Mr Robert was certainly forthright, and a strong proponent of choice when it came to employees being able to select where their superannuation contributions were directed. Just as well, for we also heard there are 622 superannuation products available in Australia and NZ, that 28% of accounts have balances of less than $10,000, and that one quarter of them are unsustainable.
As one of the panel speakers commented, 40% of the population have literacy levels that make understanding issues difficult, and financial illiteracy levels are double that. One was left wondering if member choice is actually a good thing, but as the majority of those in the room were from industry super funds, Hedge Clippings thought it wise not to raise that question - at least not out loud.

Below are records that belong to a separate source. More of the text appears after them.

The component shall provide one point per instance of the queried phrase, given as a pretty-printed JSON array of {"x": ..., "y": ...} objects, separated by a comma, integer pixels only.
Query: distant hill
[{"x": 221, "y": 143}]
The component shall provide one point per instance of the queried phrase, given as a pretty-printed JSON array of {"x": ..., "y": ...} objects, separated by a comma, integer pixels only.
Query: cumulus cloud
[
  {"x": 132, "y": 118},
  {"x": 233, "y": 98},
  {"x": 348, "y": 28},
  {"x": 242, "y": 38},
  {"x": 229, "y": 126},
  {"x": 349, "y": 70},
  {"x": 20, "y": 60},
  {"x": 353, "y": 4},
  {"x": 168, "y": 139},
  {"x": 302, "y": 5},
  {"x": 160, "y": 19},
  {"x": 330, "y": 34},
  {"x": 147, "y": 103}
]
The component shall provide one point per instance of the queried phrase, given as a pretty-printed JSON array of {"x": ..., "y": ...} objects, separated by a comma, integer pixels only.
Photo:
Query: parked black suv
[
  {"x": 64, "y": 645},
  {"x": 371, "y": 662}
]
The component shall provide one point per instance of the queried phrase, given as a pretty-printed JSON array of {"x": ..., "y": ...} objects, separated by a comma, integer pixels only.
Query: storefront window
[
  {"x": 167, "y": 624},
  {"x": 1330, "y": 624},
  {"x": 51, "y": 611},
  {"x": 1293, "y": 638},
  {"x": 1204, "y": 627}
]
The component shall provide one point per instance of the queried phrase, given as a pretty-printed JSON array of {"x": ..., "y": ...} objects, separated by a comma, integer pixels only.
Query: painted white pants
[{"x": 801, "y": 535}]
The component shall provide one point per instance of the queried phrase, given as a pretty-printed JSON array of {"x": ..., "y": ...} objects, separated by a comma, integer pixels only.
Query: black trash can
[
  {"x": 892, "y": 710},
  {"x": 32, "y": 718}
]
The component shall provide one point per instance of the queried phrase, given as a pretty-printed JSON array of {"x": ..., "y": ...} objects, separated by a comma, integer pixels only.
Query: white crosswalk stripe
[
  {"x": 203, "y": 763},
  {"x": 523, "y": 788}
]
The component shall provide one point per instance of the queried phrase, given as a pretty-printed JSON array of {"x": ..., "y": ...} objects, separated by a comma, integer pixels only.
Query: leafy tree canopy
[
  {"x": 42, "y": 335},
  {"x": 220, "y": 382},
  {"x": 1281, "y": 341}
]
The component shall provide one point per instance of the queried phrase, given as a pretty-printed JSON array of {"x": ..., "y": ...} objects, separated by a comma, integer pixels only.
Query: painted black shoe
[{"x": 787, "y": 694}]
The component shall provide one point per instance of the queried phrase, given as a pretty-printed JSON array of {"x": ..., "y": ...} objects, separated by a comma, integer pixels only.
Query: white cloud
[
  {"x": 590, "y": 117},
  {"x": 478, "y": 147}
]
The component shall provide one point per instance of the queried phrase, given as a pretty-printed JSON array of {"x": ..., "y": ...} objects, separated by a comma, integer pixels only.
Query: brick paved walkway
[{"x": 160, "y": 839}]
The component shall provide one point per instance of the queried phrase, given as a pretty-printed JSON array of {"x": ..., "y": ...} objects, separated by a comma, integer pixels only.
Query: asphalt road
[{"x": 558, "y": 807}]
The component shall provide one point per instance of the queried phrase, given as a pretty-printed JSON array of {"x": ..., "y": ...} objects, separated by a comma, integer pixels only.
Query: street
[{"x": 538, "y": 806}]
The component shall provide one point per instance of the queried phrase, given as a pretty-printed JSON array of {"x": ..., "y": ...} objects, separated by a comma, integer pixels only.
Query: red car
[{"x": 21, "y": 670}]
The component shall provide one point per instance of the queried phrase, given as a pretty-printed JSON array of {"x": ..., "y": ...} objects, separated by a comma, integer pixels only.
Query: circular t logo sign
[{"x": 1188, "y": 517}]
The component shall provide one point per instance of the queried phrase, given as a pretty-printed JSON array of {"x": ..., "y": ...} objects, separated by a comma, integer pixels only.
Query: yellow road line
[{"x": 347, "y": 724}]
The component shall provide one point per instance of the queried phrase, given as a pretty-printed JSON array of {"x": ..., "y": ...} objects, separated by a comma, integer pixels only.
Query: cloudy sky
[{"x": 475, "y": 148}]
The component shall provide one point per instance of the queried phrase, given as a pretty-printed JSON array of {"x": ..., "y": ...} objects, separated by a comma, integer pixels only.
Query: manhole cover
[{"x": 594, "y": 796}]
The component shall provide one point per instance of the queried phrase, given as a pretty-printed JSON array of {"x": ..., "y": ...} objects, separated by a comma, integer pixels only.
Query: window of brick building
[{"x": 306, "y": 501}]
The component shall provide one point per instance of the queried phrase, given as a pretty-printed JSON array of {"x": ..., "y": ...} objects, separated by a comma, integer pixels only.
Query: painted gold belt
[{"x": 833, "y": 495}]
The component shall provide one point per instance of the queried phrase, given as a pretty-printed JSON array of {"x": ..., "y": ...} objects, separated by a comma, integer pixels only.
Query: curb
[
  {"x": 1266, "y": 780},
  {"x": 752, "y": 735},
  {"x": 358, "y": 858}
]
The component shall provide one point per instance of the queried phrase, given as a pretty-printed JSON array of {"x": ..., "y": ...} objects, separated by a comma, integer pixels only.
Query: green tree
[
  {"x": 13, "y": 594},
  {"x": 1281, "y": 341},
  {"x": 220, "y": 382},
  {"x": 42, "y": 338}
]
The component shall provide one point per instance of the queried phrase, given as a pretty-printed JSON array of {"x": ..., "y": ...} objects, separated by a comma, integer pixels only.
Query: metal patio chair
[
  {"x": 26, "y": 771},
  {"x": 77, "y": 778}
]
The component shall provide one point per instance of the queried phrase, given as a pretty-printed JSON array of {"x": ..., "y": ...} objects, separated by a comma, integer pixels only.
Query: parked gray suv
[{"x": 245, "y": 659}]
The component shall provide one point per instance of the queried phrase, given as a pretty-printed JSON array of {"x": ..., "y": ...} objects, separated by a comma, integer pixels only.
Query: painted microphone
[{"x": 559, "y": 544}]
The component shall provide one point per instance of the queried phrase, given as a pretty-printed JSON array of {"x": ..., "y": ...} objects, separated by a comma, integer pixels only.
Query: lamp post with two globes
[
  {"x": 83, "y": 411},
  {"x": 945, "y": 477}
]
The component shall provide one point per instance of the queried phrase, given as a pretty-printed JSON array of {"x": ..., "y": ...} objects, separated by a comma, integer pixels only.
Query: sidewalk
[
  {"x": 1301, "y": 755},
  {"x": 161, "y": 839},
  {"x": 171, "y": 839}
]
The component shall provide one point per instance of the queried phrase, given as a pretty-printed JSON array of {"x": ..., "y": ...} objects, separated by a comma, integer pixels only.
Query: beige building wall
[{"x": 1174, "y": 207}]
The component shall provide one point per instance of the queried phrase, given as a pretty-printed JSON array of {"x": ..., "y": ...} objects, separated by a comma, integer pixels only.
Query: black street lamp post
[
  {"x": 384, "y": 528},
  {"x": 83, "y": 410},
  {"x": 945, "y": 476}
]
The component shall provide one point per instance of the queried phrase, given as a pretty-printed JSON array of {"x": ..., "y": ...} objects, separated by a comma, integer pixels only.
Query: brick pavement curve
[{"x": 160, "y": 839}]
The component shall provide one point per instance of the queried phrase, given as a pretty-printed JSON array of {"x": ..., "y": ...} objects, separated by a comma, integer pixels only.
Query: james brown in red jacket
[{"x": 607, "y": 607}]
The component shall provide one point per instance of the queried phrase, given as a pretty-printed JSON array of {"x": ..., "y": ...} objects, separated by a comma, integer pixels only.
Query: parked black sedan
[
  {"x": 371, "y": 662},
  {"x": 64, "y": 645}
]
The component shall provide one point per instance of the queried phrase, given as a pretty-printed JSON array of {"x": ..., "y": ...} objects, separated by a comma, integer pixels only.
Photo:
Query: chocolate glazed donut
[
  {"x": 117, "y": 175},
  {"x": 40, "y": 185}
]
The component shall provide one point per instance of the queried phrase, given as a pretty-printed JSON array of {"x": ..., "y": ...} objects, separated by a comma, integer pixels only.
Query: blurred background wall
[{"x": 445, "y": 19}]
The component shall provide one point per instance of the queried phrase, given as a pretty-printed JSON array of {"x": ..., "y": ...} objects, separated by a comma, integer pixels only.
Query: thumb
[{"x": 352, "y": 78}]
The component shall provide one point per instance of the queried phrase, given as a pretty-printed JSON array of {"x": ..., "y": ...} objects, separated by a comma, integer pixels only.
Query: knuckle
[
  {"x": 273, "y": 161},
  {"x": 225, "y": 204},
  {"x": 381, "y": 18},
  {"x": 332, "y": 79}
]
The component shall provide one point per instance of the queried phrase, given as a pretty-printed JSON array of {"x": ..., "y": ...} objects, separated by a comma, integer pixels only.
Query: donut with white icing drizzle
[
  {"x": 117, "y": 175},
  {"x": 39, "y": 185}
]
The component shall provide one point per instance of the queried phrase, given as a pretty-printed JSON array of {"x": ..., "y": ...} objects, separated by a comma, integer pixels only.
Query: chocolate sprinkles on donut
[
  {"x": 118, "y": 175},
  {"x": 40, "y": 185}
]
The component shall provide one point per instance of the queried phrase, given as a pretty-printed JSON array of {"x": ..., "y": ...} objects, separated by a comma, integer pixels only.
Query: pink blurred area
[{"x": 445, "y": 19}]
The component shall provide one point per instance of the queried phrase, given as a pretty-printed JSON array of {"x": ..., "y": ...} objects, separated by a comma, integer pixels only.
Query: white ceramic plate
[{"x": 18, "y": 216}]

Mr Robert seemed to be on a verbal roll (he is a politician after all), but then surprisingly seemed to contradict himself by saying the best place to have been invested over the past 10 years would have been in an ASX Index ETF, which of course requires no active investment skills at all and would have lost 6% in October alone. This point was no doubt not well received by the assembled audience of award winning super fund managers and trustees, but we assume they too were too polite to question his judgement in this regard.
However, while we all like the idea of choice, it is not necessarily beneficial, particularly taking some of the points above; 622 products is one hell of a choice, especially if financial literacy is at best a rare commodity, and more than a quarter of accounts have balances of less than $10,000. One would have thought all those accounts could be collectively managed by the Future Fund, at minimal cost (or zero fees), whose returns have been close to double that of the average industry or for-profit super fund.
As noted above, we had trouble placing the strongly opinionated Assistant Treasurer, the Hon Stuart Robert. However, he seemed to pop up all over the place later in the week at all sorts of presentations and events, all in front (and centre) of the media. Eventually Uncle Google came to our rescue with this link.
He's the MP with a Masters Degree in Information Technology who has been charging the tax payer around $2,000 a month in home internet usage, totalling almost $38,000. We presume he had a choice of internet service provider, but judging by the cost, didn't do his research very well.